Importeren

In Flash CS4 hebben we de mogelijkheid geluidsbestanden zoals MP3, AIFF, WAV te importeren en te bewerken.

Klik hiervoor de knop “bestand” in de menubalk, kies “Importeren” in het drop-downmenu en klik “Importeren in bibliotheek” of “Importeren in werkgebied”. Welke je kiest maakt niet uit, Flash zal steeds het geluidsbestand invoeren in de bibliotheek.

Navigeer naar het bestand dat je wil invoeren en klik “Openen”.

Dit plaatst het bestand in de bibliotheek.

Om het bestand toe te voegen in je Flashfilm, sleep je dit van de bibliotheek op het podium (1).

Het is misschien verstandigst een eigen laag te maken voor het geluid, op deze manier blijft alles overzichtelijk.
Beschikt deze tijdlijn over slecht 1 frame, dan is het moeilijk te zien dat er zich iets op deze tijdlijn bevindt, maar wanneer je een aantal frames toevoegt wordt het duidelijk dat er zich een geluidsbestand in bevindt (2).

 

Comprimeren

Wanneer je een geluidsbestand hebt geïmporteerd in Flash heb je de mogelijkheid dit te comprimeren.

Dubbelklik hiervoor het icoontje voor het geluidsbestand in de bibliotheek.
Dit opent het dialoogvenster “Geluidseigenschappen”

In het dialoogvenster Geluidseigenschappen hebben we een aantal opties om het geluid te comprimeren.
Klik hiervoor het naar benedenwijzend pijltje naast het vak comprimeren.

Dit opent een drop-downmenu met vijf mogelijkheden.
De eerste “Standaard” zal Flash steeds gebruiken wanneer er geen instelling is ingegeven voor dit geluidsbestand.

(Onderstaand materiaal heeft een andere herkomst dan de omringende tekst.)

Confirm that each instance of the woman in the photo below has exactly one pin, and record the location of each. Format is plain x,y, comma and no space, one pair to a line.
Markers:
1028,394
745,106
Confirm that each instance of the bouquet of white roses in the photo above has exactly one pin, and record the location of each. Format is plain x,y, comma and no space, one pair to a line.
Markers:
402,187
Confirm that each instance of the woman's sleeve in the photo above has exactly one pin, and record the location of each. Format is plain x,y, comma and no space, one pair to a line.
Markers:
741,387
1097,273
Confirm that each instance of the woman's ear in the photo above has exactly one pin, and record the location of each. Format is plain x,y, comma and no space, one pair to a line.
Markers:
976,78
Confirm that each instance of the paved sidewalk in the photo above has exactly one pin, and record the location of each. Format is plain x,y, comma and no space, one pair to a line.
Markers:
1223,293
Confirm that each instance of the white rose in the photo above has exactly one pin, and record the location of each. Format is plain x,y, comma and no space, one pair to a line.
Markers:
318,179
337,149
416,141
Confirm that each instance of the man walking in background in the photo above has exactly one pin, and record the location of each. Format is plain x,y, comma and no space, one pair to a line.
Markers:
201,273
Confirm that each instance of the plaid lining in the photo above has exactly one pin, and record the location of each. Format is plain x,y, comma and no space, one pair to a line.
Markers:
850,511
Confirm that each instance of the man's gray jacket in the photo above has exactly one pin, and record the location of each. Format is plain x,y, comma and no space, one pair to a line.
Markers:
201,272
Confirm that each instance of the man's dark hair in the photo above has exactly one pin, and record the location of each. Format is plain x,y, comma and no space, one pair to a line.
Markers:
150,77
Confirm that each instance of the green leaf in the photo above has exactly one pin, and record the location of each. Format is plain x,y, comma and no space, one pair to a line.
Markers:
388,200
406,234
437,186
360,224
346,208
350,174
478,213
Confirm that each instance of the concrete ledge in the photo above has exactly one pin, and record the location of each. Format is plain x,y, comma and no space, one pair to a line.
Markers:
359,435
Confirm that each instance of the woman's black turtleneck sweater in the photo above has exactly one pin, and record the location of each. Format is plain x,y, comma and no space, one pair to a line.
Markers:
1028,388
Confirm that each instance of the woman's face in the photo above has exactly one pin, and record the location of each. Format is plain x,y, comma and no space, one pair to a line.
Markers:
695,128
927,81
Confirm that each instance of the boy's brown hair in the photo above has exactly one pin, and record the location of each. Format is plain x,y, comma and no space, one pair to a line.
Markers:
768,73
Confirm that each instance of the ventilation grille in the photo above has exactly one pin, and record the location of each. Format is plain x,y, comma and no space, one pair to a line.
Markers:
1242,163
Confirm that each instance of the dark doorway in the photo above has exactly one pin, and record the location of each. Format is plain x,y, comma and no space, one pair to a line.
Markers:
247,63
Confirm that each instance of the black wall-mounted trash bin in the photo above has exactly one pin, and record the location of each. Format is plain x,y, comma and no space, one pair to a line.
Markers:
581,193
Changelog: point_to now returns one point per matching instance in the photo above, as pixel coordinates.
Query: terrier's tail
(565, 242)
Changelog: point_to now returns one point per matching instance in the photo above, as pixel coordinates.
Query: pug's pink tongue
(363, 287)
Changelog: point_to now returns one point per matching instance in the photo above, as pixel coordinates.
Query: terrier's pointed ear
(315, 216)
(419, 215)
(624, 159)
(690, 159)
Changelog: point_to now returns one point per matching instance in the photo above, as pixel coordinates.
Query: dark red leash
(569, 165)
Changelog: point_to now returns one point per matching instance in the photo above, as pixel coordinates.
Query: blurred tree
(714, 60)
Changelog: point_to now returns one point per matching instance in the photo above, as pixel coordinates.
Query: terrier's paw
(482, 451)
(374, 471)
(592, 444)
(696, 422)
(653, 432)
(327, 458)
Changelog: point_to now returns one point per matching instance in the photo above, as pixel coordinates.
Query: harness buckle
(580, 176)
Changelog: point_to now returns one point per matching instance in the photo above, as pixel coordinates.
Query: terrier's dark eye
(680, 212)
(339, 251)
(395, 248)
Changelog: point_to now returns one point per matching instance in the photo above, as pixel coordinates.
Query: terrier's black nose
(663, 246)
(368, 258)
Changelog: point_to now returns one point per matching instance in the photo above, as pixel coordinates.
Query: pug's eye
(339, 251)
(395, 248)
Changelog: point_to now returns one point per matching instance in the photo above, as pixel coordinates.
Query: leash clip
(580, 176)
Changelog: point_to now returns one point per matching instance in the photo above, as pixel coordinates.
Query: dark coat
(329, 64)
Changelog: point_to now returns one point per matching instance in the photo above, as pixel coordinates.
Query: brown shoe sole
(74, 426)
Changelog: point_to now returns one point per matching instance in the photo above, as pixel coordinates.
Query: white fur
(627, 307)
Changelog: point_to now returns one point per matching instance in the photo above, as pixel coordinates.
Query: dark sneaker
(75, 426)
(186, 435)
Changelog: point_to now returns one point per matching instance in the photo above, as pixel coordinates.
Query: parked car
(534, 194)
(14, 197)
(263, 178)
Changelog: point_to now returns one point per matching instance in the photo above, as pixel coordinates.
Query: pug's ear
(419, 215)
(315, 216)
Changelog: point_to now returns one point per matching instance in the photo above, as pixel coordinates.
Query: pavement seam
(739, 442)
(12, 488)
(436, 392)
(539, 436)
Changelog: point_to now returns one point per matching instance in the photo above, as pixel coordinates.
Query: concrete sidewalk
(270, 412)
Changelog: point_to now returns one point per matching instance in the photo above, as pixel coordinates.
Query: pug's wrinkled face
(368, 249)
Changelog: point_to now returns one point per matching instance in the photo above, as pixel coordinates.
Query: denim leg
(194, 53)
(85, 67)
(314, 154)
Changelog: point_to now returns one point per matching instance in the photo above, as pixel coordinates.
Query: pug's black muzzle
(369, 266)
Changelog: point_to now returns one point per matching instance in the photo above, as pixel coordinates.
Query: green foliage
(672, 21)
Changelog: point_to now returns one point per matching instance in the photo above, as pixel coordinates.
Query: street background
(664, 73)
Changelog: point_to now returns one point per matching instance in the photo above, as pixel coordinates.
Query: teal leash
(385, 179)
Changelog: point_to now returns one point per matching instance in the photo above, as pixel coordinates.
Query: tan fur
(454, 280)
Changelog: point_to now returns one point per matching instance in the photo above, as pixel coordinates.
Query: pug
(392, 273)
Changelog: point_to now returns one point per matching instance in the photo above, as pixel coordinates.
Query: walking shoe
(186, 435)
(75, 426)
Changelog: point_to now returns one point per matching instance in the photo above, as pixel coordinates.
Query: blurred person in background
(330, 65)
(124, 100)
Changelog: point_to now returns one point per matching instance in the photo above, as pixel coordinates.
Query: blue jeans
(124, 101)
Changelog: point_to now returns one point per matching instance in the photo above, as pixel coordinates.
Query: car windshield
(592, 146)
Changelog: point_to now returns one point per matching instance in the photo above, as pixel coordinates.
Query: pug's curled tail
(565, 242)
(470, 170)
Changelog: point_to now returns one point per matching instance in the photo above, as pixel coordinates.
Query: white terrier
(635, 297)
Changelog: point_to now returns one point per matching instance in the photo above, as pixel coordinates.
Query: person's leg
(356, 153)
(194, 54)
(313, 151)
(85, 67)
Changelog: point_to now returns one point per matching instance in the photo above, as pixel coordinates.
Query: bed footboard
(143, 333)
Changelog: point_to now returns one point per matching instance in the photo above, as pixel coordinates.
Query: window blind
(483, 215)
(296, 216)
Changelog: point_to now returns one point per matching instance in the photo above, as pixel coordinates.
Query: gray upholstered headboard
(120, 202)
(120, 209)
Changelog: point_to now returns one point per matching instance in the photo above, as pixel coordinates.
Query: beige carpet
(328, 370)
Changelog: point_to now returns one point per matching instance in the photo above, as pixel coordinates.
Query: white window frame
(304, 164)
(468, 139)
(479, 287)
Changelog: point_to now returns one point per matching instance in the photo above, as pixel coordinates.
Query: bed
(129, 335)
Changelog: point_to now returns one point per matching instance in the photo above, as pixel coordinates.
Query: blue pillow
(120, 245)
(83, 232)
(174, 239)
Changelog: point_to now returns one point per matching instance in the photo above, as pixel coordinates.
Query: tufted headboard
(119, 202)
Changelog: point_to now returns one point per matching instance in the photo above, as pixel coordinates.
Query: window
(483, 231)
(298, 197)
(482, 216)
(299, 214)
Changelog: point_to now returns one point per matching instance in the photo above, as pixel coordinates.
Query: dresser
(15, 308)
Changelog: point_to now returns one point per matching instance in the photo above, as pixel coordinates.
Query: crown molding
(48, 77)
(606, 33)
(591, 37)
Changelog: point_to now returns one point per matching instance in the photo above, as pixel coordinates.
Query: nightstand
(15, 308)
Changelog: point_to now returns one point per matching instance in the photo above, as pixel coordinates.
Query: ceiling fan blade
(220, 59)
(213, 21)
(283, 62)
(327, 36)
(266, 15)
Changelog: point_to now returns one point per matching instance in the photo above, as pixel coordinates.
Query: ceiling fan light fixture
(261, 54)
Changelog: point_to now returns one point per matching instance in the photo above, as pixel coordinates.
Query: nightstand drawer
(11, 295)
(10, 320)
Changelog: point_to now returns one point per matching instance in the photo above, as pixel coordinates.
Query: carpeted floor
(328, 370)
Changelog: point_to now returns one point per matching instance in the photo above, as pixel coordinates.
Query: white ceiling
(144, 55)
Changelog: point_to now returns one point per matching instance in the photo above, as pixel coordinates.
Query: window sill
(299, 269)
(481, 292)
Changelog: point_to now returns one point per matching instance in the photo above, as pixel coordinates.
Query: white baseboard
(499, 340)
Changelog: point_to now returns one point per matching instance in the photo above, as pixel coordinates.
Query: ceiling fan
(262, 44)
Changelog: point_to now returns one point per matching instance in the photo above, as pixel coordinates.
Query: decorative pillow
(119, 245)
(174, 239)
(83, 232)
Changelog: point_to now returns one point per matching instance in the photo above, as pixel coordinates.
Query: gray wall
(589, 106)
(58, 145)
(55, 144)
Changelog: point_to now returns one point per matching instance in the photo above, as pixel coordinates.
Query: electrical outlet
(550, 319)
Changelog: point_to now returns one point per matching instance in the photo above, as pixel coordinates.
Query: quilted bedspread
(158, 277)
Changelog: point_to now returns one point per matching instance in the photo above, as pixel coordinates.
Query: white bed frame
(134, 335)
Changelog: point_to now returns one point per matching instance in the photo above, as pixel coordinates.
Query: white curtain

De tweede optie “ADPCM” en de vierde “Onbewerkt” zijn bijna gelijk, deze zullen weinig of geen compressie doorvoeren op het geluid. Dus gebruik deze instellingen enkel bij kleine geluidjes.

De vijfde optie “Spraak” zal je het beste resultaat geven wanneer het bestand spraak bevat.

En de derde optie “MP3” is de meest gebruikte optie. Wanneer je hiervoor hebt gekozen heb je de mogelijkheid de “Bitsnelheid” en de “Kwaliteit” in te stellen.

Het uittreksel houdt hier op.